Now we need to solve the problem for N kinds of chips, given the solution for N - 1. We can take one kind of chip, and consider every possible number of that chip up to the buy-in. For example, if the chip is $2, and the buy-in is $5, try using 0, 1, or 2 of them. For each of these tries, we have to use only the remaining N - 1 chips to make up the remaining value. We can solve that by doing a recursive call, and then adding our current chip to each solution it returns.

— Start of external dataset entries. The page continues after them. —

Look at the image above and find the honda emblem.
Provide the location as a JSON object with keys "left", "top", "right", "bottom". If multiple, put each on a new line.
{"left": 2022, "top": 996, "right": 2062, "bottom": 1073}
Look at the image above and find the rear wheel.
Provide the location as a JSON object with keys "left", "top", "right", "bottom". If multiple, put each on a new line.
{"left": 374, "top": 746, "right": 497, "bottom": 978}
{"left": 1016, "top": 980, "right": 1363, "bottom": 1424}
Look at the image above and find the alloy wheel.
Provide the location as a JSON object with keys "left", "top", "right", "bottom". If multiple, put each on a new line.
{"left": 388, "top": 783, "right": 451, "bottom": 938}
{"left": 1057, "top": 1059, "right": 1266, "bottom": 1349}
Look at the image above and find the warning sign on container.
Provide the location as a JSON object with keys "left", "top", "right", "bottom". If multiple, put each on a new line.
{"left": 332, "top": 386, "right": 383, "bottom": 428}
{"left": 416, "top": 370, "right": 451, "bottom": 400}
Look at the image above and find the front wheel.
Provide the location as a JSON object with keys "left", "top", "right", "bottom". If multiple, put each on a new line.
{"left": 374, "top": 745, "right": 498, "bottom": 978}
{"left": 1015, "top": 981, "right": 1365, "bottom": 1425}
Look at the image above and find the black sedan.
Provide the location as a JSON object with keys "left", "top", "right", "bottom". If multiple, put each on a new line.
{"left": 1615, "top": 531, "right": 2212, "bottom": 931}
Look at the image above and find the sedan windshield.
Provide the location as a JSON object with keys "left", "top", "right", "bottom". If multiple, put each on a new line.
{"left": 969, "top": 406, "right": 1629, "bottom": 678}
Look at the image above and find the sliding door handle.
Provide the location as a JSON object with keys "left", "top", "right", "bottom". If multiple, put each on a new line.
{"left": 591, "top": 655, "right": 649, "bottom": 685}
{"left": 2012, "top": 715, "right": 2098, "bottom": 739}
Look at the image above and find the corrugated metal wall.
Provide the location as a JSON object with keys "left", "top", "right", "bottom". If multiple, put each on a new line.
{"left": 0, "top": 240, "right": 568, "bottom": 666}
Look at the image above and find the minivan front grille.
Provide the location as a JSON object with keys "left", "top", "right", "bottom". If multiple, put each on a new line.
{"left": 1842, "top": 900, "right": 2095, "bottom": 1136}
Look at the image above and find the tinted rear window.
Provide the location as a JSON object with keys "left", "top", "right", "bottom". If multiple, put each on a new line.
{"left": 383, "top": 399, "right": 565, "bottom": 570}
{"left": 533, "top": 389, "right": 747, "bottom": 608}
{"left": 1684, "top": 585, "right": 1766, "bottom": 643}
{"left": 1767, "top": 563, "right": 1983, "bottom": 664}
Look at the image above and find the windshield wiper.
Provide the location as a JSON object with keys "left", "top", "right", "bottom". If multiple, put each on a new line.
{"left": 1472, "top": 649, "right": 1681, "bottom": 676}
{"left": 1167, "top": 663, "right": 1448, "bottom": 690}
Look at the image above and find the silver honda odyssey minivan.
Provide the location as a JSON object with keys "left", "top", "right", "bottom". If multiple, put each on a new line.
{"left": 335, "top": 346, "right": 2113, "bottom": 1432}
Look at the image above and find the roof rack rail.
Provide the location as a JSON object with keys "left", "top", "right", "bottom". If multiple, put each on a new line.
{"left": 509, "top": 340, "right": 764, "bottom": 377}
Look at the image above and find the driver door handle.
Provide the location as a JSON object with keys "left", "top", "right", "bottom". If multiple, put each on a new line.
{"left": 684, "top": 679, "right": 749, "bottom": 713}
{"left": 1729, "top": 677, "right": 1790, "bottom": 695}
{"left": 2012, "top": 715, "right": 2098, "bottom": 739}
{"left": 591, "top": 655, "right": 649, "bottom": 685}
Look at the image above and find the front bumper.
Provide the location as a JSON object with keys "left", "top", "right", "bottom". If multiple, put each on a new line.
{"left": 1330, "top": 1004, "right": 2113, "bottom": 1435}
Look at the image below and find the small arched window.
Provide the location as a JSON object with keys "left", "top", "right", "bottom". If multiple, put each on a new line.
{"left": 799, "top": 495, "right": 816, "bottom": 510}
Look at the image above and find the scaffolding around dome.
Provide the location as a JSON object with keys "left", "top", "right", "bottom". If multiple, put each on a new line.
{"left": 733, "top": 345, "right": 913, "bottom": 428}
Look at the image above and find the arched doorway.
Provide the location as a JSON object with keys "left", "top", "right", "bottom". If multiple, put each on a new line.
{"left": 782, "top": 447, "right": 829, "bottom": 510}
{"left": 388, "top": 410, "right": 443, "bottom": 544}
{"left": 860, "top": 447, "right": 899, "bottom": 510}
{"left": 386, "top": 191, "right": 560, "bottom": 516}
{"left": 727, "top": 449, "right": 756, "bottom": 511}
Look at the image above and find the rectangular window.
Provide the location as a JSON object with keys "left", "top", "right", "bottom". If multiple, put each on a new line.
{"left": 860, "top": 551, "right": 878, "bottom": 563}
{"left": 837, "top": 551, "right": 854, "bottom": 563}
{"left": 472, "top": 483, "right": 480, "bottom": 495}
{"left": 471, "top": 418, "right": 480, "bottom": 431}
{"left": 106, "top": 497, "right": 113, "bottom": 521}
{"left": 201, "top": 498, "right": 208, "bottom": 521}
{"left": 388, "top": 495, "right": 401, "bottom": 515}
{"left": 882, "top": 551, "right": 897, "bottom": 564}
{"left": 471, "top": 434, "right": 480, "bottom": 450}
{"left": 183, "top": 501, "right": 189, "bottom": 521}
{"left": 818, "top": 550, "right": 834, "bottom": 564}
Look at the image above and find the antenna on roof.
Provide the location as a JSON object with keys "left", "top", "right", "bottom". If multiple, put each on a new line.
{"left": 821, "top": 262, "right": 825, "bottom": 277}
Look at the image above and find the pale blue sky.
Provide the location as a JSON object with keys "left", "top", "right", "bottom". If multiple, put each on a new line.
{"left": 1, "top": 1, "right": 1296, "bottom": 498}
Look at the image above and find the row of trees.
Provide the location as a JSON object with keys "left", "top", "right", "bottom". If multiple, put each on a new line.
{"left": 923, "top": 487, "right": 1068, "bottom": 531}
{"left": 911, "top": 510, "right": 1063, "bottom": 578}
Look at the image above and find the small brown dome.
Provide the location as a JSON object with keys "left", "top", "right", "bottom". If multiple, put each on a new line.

private static IEnumerable<IEnumerable<Tuple<Chip, int>>> GetAllChipSuggestions(List<Chip> chips, int players, int totalValue)
{
    return GetAllChipSuggestions(chips, players, totalValue, 0);
}

private static IEnumerable<IEnumerable<Tuple<Chip, int>>> GetAllChipSuggestions(List<Chip> chips, int players, int totalValue, int firstChipIndex)
{
    if (firstChipIndex == chips.Count)
    {
        // Base case: we have no chip types remaining
        if (totalValue == 0)
        {
            // One way to make 0 with no chip types
            return new[] { Enumerable.Empty<Tuple<Chip, int>>() };
        }
        else
        {
            // No ways to make more than 0 with no chip types
            return Enumerable.Empty<IEnumerable<Tuple<Chip, int>>>();
        }
    }
    else
    {
        // Recursive case: try each possible number of this chip type
        var allSuggestions = new List<IEnumerable<Tuple<Chip, int>>>();
        var currentChip = chips[firstChipIndex];
        var maxChips = Math.Min(currentChip.TotalChipsInChipset / players, totalValue / currentChip.ChipValue);
        for (var chipCount = 0; chipCount <= maxChips; chipCount++)
        {
            var currentChipSuggestion = new[] { Tuple.Create(currentChip, chipCount) };
            var remainingValue = totalValue - currentChip.ChipValue * chipCount;
            // Get all combinations of chips after this one that make up the rest of the value
            foreach (var suggestion in GetAllChipSuggestions(chips, players, remainingValue, firstChipIndex + 1))
            {
                allSuggestions.Add(suggestion.Concat(currentChipSuggestion));
            }
        }
        return allSuggestions;
    }
}

For some large combinations this is propably not solvable in finite time. (It is a NP problem)

http://en.wikipedia.org/wiki/Knapsack_problem

There are also links with Code? that could help you. Hope this helps a bit.